Like the human rights groups, he also pointed out that federal courts have successfully prosecuted hundreds of accused terrorists since the 9/11 attacks, the most recent in January, when a federal judge sentenced Ahmed Khalfan Gailani to life in prison without parole for his role in the 1998 bombings of the U.S. embassies in Kenya and Tanzania that killed some 224 people.
At the same time, military commissions, whose operations were suspended by Obama after taking office, have obtained only six convictions - four by plea bargain - that actually resulted in much lighter sentences due to doubts about whether the commissions' procedures could withstand scrutiny once they were appealed to federal courts.
While Holder expressed confidence in the ability of the commissions to provide a fair trial – their procedures and some protections for the defendants have been strengthened by Congressionally-enacted amendments to the Military Commissions Act in 2009 and by an executive order issued by Obama last month – the rights groups disagreed.
"Any trial in the military commission system will carry the stigma of Guantanamo, be subject to challenge and delay, and keep the world focused on how the defendants were treated rather than on the crimes they are accused of committing," said Andrea Prasow, senior counter-terrorism counsel at Human Rights Watch. "A verdict in the federal court system, in contrast, would be recognised throughout the world as legitimate."
Moreover, she said, "trying the 9/11 case in New York made sense because it is where the crime happened and where most of the family members of the victims live.
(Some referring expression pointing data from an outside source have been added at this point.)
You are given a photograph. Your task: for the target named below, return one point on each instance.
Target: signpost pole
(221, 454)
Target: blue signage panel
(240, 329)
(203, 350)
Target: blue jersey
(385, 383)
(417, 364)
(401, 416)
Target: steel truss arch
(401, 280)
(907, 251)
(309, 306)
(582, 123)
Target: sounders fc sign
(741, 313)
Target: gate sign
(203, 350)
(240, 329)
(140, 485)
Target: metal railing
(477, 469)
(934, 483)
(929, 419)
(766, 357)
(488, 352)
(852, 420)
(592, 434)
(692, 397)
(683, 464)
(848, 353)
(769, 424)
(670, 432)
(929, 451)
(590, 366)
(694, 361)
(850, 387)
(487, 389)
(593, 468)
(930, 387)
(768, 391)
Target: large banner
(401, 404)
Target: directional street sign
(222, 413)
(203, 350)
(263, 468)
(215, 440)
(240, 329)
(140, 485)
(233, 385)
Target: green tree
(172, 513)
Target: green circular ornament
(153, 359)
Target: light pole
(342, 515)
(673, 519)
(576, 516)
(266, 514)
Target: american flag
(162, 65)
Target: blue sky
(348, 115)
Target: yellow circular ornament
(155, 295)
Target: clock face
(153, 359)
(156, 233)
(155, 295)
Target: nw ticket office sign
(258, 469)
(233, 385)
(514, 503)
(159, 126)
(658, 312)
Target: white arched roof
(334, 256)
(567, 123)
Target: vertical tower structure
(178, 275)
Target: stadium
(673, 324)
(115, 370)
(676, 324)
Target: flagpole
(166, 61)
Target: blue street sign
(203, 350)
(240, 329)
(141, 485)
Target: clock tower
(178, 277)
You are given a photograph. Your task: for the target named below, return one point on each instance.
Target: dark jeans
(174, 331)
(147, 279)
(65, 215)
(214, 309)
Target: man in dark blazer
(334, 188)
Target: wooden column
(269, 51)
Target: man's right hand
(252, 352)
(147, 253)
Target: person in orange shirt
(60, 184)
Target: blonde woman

Now, with the trial taking place on a military base, far away, many of those affected will be shut out of the process."
The groups also described Holder's own reaction as somewhat disingenuous.
"This administration had two years to bring [Mohammed] and his co-defendants to federal courts for trial, and failed to exercise its authority to do so," said Daphne Eviatar of Human Rights First. "It can still prepare to do so now and begin those trials as soon as the temporary ban Congress has imposed is lifted." The current legislation will expire at the end of September.
"This purely political decision risks making a second-class justice system a permanent feature of U.S. national security policy – a mistake that flies in the face of core American values and will undermine U.S. standing in the world," she said.
Republicans and other lawmakers who opposed a New York trial, on the other hand, praised the announcement. New York Senator Charles Schumer said Obama's original plan was "wrong-headed" and that a military trial would make it possible for Mohammed and his co-defendants to get the "ultimate penalty", an apparent reference to execution.
Some New York politicians had warned that the security- related costs of holding the trial in the city would run in the hundreds of millions of dollars.
In a joint statement, Republican Senator John McCain and Independent Democrat Joe Lieberman said it was "well past time to end debate over where the 9/11 conspirators should be tried and move forward with military commissions at Guantanamo."
But others said trying Mohammed in a military commission would give him a stature that he did not deserve. "Khalid Sheikh Mohammed is no warrior. He is a criminal and should not be treated otherwise through commissions," said ret. Gen. Joseph Hoar, a former chief of U.S. Central Command.
In addition to failing to close to Guantanamo and reactivating military commissions, Obama has disappointed rights activists by issuing orders that could justify indefinite detention of terrorist suspects subject to periodic administrative reviews.